After a few days dealing with quarterbacks who don't want to come to work and others who have gotten a new chance at the NFL, I want to get back to looking at possible first-round draft options for the Dallas Cowboys that may not be someone most of us are expecting. I do this because on very rare occasions, the Cowboys wind up taking someone in the first round that almost no one saw coming. To look at the last time it happened, you have to go back to . . . uh, 2013, when the team traded back and got Travis Frederick, who was on just about no one's radar as a first round pick. OK, but before that, the previous time was . . . uh, 2012, when the team traded up and grabbed Morris Claiborne, who no one really thought the team would trade up to select. All right, but the year before that, Jerry Jones and his staff picked Tyron Smith. Who, as it happens, was the first offensive linemen taken by Dallas in the first round in thirty years . . .
Perhaps you are now seeing that things often don't go the way we predict in the NFL Draft. That is the entire point of my little series. We have out dream selections, and players that we think will fit Dallas like a bikini on Kate Upton, but reality just does not often conform. Rather, the odds are almost overwhelming that things are going to play out very differently than we imagine, with possibilities of trades up and down. Frustration can come when a situation develops the way it did last year. Then, the Cowboys seemed very focused on a certain position group. It looked pretty clear they really wanted to get help for the interior of the offensive line. There were prime prospects at guard, and a long history of guards not being taken early in the first round.
Which all blew up. It wound up working out for Dallas, as Fredbeard exceeded almost all expectations, and the team picked up Terrance Williams as a very nice bonus in the deal. But it hardly went the way anyone really anticipated.
So I offer another somewhat out of the box name to consider as someone that the Cowboys might take as a first round pick: Ryan Shazier LB Ohio State.
How he gets to the Cowboys at 16: He is a player that is seen as going just about anywhere from 11 to 32, so he is right in Dallas' wheelhouse.
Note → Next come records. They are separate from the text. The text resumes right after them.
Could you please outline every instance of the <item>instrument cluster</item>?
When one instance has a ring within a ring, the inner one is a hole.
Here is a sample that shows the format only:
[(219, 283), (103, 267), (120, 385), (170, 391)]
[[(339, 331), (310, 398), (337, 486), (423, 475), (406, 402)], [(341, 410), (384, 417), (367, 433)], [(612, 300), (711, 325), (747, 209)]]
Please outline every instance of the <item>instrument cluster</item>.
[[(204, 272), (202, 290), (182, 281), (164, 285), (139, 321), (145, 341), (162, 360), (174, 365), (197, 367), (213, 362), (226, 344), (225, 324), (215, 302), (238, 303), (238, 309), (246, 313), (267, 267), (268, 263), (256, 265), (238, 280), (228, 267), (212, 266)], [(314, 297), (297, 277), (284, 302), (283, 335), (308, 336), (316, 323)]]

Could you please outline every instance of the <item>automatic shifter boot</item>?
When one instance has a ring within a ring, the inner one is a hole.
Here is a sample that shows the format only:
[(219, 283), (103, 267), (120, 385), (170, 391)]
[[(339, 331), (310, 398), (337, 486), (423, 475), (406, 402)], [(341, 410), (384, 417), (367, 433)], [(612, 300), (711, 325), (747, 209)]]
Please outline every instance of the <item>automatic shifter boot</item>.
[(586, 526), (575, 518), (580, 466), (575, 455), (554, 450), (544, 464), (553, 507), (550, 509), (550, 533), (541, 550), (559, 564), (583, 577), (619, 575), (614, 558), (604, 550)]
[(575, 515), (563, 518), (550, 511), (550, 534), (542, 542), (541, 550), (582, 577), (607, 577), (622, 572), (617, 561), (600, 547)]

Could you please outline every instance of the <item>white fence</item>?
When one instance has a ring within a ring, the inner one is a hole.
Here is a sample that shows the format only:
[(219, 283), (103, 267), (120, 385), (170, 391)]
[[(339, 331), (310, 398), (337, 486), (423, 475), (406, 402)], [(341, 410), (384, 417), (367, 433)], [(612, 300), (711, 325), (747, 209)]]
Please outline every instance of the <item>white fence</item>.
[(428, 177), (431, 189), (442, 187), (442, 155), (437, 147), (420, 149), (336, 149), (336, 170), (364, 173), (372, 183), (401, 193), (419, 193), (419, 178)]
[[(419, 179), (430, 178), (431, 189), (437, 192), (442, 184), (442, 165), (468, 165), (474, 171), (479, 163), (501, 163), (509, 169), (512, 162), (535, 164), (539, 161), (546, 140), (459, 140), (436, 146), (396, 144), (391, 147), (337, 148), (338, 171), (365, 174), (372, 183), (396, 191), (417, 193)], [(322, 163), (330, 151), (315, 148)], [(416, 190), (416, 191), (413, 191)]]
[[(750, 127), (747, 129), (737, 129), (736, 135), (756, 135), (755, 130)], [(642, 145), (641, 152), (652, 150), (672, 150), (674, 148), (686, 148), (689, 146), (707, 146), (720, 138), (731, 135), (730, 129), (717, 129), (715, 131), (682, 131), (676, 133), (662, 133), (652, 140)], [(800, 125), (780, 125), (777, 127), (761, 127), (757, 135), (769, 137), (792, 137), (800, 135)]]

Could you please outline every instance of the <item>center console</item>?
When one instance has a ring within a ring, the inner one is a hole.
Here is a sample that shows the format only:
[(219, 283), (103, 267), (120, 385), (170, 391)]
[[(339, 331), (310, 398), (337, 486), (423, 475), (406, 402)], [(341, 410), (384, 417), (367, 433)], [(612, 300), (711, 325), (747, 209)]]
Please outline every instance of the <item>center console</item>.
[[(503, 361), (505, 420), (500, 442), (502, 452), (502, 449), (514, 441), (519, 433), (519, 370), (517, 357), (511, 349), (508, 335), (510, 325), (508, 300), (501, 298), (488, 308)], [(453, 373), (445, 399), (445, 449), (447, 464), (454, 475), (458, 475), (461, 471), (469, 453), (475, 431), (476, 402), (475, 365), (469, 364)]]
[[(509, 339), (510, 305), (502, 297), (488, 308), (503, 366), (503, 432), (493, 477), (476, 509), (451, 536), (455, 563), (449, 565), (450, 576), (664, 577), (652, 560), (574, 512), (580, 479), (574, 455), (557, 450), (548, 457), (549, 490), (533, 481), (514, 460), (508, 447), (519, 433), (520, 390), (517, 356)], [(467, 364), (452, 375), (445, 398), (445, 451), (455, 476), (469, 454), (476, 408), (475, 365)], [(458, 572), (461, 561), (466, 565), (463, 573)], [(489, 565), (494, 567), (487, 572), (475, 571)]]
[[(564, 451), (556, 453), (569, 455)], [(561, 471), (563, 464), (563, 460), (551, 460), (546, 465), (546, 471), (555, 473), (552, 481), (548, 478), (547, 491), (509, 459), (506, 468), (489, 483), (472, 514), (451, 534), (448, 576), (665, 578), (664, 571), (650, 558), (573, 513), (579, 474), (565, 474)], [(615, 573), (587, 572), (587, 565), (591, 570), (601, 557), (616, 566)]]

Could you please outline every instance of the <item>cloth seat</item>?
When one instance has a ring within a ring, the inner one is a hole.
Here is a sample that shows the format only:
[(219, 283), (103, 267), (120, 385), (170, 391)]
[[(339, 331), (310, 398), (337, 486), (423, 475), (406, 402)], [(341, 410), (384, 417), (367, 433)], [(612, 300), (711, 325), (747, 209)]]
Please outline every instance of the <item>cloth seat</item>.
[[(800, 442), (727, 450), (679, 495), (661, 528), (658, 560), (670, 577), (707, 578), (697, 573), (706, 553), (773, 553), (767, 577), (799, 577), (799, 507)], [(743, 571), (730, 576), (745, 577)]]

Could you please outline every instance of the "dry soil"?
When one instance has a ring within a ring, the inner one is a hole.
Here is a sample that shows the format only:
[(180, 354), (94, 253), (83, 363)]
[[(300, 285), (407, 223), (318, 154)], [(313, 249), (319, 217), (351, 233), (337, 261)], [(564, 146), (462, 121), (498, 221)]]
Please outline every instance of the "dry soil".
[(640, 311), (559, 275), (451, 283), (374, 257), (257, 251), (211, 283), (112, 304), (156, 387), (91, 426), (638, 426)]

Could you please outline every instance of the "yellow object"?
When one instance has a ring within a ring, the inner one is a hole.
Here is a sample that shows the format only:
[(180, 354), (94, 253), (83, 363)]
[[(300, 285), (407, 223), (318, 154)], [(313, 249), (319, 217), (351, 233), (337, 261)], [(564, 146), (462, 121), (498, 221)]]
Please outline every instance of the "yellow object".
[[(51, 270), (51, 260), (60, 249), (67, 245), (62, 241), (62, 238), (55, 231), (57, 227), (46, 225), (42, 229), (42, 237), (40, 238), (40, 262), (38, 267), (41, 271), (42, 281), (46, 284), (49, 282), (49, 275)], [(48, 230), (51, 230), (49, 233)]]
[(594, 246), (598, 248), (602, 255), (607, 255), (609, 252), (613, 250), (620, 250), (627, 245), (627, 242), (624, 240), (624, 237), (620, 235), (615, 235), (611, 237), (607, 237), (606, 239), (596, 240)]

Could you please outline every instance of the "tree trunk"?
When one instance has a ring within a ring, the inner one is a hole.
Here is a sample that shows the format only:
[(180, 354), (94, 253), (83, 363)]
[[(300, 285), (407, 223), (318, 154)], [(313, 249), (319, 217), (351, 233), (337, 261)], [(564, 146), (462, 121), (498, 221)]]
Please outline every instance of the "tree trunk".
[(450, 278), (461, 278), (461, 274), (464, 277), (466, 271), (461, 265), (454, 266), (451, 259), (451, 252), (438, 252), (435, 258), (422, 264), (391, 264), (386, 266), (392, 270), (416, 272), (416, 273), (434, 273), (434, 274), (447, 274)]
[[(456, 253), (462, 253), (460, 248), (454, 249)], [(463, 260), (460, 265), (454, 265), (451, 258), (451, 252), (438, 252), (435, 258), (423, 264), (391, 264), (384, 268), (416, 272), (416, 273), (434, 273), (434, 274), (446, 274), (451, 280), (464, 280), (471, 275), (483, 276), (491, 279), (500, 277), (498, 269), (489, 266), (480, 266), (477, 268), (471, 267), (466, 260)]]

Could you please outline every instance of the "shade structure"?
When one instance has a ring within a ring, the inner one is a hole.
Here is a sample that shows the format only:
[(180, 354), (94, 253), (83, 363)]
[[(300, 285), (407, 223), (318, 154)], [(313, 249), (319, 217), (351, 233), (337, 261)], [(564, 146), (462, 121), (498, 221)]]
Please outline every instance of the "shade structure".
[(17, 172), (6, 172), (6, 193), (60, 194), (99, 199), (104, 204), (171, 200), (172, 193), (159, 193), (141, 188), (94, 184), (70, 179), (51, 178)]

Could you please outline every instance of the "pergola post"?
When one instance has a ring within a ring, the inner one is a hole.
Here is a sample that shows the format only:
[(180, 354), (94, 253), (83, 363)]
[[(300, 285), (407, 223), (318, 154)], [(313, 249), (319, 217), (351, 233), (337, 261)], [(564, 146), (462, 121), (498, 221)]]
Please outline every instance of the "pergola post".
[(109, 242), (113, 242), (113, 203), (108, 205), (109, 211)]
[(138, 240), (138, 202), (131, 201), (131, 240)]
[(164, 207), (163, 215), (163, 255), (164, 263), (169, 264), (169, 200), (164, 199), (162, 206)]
If the players that Dallas would likely have ahead of him on their board, like Aaron Donald, Anthony Barr, and Zack Martin, are all gone, that would just have the effect of increasing the chances that Shazier is still available. The 15 teams ahead of Dallas all have to make choices, too.
And he is a player the Cowboys could certainly use. Rowan Kavner at DallasCowboys.com believes the team is interested in him to challenge Bruce Carter for the Will position. Bruce Carter can use a little challenge there.
Why the Cowboys should take him: Did you notice that I mentioned Bruce Carter? Beyond that, in multiple rankings Shazier comes in as the third best linebacker in the draft, behind Khalil Mack and Anthony Barr. Unlike them, he is likely to stay at linebacker because of his size, which means he may be the top OLB drafted this year.
But don't let that size make you think he can't bring it. This guy led the Big Ten in tackles last year. He is praised for his speed, quickness, agility, and smarts. And one very big thing he brings is that the team can expect him to play all three downs from the start. He will need to develop his coverage skills, but based on what I have read, he is already better at that than Carter was last year. He is very strong against the run, and he also is another way to rush the passer.
He might also be a target if the Cowboys get a partner for a trade back. As I said, he is seen as going anywhere after the first 10 or 15 selections in the draft. Trading back usually requires several possible targets to make sure there is a player the team wants when they go back on the clock, and Shazier looks to be someone who could fit that role very well.
Why Dallas should pass: First and foremost, if there is ANY defensive line prospect still available that grades out as high as Shazier, you have to go DL. And given the fact that assigning those grades is an imprecise art, it may be wise to fudge a little in favor of the big guys. Shazier is a good player, and at 20 or 25 might make us cheer as a selection, but at 16, he dang sure has to be clearly the best player left. And looking over the boards, I am not sure that is going to happen.
I do like the idea of getting him if there is a trade back, but just am uncertain about using the sixteenth pick on him. But drafts just have a way of surprising us. And truthfully, I think I could get used to the idea of him wearing the Star.